In this situation, the policyholder may wish to take their treatment options into their own hands. They forfeit their life insurance policy in favor of a lump sum they can use for their medical expenses. Viators may be terminally ill (life expectancy less than two years) or critically ill (unable to perform typical functions of daily living).
Viatical Settlement Providers
To complete a sale, viators need to find a counterparty, known as a viatical settlement provider (VSP), willing to purchase their life insurance policy. The VSP purchases the policy at a discount, paying the viator less than its face value. The typical viatical settlement is around 50% to 70% of the death benefit. If you have a $1 million policy, you would likely receive $500,000 to $700,000 for a viatical settlement.
The VSP is then responsible for making the policy’s premium payments for the viator’s life. When the viator dies, the VSP receives the full death benefit of the insurance policy.
Viatical settlements are not without risk for investors. If a viator goes into remission or benefits from an experimental procedure that prolongs their life or cures them completely, the VSP may be responsible for more premium payments than anticipated, reducing their profit on the transaction or causing an overall loss. To mitigate this risk, some VSPs purchase policies from multiple viators at once to have policies paying out at different times.
Real World Example of a Viator
Ted Smith was told that his cancer prognosis has worsened, and he has only six months to live. When Ted’s children were younger, he took out a life insurance policy to provide for his family if something should happen to him. Over the years, his business and investments did well, and he saved up a substantial amount. Now financially secure, his family will not need a life insurance payout after his death.
Keeping this in mind, Ted decides to try an experimental procedure he heard has great success in curing cancers like his. However, his medical insurance provider refuses to cover the expensive new procedure. Ted chooses to sell his life insurance policy and become a viator.
Ted finds a viatical settlement provider, and they negotiate a settlement on the policy. As the policy’s beneficiary, Ted’s wife would have received a $500,000 payout upon his death. Ted sells the policy to the VSP for $250,000, receiving approximately 50% of the original payout, and the VSP makes a profit of $250,000, minus any monthly premiums until Ted’s death.

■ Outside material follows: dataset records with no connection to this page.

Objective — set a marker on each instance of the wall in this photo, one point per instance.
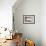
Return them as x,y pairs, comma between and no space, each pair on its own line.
43,22
6,13
30,31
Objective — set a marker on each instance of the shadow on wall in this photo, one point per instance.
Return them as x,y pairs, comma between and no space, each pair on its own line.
28,7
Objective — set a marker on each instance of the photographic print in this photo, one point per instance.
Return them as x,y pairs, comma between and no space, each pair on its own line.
29,19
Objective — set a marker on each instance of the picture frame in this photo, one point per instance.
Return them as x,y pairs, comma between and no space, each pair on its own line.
28,19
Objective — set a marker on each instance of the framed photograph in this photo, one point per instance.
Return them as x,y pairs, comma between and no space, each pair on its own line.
28,19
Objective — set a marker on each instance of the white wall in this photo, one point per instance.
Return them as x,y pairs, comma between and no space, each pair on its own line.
31,31
6,13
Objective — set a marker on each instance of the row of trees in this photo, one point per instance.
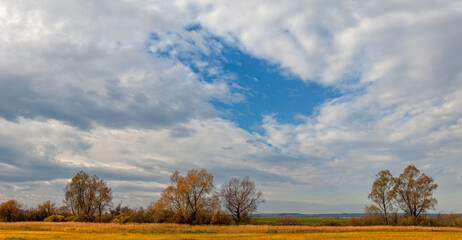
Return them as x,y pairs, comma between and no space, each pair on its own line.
191,199
411,191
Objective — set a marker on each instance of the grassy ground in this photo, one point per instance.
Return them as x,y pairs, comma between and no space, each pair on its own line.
174,231
302,220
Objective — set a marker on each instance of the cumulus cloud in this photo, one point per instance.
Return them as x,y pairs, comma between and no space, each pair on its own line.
86,63
124,90
396,64
136,162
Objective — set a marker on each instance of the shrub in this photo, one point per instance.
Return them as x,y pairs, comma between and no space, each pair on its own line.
329,222
105,218
220,218
366,221
54,218
71,218
121,218
289,220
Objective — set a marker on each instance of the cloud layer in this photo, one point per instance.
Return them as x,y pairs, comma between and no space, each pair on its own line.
126,90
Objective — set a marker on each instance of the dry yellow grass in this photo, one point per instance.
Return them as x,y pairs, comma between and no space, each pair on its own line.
39,230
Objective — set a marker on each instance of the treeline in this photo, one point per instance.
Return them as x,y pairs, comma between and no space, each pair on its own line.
190,199
412,193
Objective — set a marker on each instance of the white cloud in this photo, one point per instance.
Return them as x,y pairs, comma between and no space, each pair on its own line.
100,86
396,63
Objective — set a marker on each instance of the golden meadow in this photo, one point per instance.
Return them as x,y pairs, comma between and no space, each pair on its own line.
73,230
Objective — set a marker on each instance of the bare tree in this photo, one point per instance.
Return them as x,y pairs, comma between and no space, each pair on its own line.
191,198
240,198
10,211
415,192
87,195
45,210
382,195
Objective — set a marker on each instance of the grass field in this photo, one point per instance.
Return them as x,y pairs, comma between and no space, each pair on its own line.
36,230
302,220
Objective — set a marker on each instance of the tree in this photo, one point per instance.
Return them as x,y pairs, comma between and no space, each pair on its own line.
414,192
240,198
10,211
87,195
382,195
191,198
45,210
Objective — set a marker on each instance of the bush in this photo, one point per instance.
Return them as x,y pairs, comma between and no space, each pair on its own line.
289,220
220,218
10,211
55,218
329,222
71,218
366,221
121,218
105,218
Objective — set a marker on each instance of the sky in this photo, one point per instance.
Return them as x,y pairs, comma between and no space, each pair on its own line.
310,99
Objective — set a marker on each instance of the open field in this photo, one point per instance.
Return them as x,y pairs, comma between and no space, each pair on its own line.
39,230
302,220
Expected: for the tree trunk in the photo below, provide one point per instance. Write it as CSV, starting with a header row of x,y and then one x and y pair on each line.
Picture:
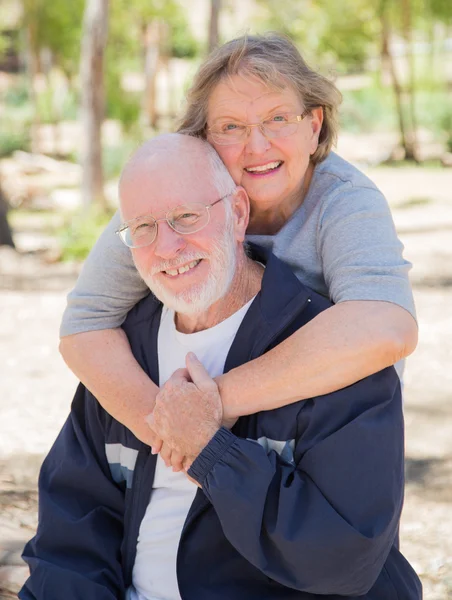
x,y
94,40
389,63
6,238
33,69
151,42
411,153
215,8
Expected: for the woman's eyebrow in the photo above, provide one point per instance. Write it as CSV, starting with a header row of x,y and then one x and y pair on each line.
x,y
285,107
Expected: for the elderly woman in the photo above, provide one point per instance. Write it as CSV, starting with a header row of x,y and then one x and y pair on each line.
x,y
273,122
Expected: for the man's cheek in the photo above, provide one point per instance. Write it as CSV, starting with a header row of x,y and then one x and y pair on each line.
x,y
142,260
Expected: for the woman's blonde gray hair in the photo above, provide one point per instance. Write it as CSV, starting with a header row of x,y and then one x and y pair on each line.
x,y
276,61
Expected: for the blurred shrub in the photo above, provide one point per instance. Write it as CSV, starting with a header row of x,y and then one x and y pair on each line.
x,y
79,234
115,157
57,104
121,105
368,109
181,43
446,125
17,95
13,138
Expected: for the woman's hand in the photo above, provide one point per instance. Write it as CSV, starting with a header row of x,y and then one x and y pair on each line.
x,y
187,414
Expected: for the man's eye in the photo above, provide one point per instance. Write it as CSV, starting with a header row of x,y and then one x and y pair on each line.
x,y
186,217
142,228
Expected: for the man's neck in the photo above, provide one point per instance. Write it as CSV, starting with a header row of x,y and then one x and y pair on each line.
x,y
245,285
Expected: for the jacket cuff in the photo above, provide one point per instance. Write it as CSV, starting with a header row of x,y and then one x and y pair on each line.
x,y
218,445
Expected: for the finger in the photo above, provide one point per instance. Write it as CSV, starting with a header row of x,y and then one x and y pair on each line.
x,y
177,461
165,454
179,377
198,373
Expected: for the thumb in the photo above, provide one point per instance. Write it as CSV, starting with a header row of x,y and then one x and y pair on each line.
x,y
199,376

Fortunately, the treatment Ted undergoes works, and his cancer goes into remission. The VSP is now responsible for the monthly premium payments on the policy for the remainder of Ted’s life, reducing its estimated profit.
What types of life insurance can be sold by viators?

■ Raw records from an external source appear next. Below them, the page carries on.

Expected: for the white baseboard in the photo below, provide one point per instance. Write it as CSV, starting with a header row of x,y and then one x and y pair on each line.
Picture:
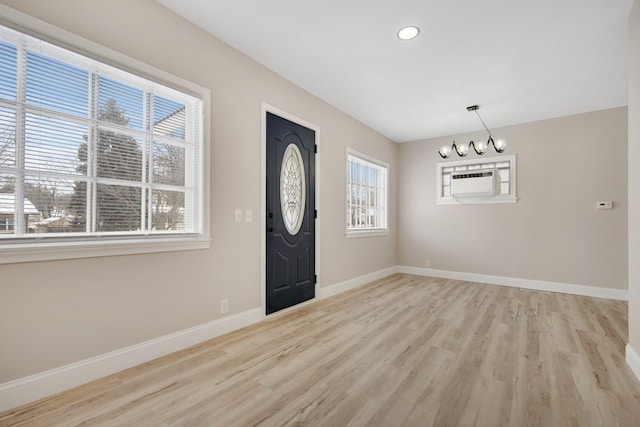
x,y
34,387
538,285
356,282
633,360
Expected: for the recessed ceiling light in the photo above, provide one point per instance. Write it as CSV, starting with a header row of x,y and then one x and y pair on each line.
x,y
408,33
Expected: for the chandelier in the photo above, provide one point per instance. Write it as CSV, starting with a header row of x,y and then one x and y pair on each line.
x,y
480,147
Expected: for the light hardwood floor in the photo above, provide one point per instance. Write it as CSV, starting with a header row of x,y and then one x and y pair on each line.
x,y
402,351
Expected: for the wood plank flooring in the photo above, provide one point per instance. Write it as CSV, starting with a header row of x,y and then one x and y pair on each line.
x,y
402,351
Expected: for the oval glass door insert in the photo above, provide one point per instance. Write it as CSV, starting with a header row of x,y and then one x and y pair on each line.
x,y
292,189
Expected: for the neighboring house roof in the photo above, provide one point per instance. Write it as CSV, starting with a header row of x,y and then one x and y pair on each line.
x,y
8,202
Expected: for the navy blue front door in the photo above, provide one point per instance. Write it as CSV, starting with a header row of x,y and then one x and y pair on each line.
x,y
290,214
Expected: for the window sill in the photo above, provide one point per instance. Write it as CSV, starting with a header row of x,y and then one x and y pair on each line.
x,y
366,233
476,200
50,251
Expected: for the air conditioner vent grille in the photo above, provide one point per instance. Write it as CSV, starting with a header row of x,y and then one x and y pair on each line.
x,y
472,175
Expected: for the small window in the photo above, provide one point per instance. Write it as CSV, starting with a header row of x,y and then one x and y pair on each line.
x,y
505,166
367,186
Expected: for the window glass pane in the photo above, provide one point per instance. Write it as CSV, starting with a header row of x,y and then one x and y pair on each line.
x,y
118,208
7,205
55,145
7,138
168,118
119,156
51,205
168,210
504,188
56,85
99,150
8,71
168,164
366,194
120,103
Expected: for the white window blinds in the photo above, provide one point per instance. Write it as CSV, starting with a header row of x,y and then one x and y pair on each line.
x,y
88,149
366,194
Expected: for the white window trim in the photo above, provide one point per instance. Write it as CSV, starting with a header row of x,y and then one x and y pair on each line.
x,y
110,246
370,232
501,198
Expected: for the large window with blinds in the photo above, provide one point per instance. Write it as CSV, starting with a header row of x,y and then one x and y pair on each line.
x,y
88,150
366,195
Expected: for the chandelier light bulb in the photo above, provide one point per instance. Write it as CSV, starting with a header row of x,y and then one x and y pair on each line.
x,y
408,33
500,145
462,150
481,147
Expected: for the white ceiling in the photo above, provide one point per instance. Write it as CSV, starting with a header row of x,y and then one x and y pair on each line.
x,y
520,60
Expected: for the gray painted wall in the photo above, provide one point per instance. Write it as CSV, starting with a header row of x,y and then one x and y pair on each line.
x,y
553,233
634,178
57,312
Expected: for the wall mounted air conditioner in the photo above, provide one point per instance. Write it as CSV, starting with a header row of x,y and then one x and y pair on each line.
x,y
476,183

VSPs buy virtually any type of policy, including term, whole life, or universal. Since viators are terminally ill, VSPs are willing to buy even temporary term life insurance policies.

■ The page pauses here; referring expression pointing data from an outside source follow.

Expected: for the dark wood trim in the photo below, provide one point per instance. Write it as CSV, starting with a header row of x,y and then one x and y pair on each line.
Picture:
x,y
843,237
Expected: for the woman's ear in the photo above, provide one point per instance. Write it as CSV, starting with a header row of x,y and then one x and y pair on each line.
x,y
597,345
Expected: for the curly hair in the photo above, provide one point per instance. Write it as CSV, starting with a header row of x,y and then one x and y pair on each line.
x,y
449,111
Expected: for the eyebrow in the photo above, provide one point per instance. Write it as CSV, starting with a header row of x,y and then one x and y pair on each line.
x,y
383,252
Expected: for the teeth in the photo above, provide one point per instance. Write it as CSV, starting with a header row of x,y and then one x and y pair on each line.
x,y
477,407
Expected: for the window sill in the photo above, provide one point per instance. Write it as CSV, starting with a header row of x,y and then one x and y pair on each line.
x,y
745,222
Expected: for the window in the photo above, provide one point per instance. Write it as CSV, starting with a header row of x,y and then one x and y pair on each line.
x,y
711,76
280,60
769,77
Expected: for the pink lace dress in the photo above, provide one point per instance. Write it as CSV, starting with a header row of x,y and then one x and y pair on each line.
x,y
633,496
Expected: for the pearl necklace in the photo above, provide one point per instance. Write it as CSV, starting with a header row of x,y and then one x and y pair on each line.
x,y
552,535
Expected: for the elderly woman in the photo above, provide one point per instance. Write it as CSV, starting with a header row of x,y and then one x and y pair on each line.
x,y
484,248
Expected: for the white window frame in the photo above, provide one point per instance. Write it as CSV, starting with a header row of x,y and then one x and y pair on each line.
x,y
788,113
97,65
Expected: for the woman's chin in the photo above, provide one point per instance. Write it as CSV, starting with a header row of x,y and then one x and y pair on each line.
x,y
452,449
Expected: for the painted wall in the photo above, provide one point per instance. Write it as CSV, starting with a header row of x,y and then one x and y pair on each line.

How much do VSPs pay for a policy?
The typical payout for a viator ranges from 50% to 70% of the face amount. The main variable in the calculation is your life expectancy.
How do I find a viatical settlement provider?
Check with your state’s insurance regulator to find an approved VSP. Many states keep a list of active VSPs on their websites. Your life insurance company may also have a list of VSPs they work with regularly.
The Bottom Line
Viators are often people with life-threatening illnesses who sell their life insurance policies to pay for expensive medical treatments. If you are considering a viatical settlement, consider all your options to ensure the best outcome. Also, consider whether your heirs can manage without the death benefit payout from your life insurance.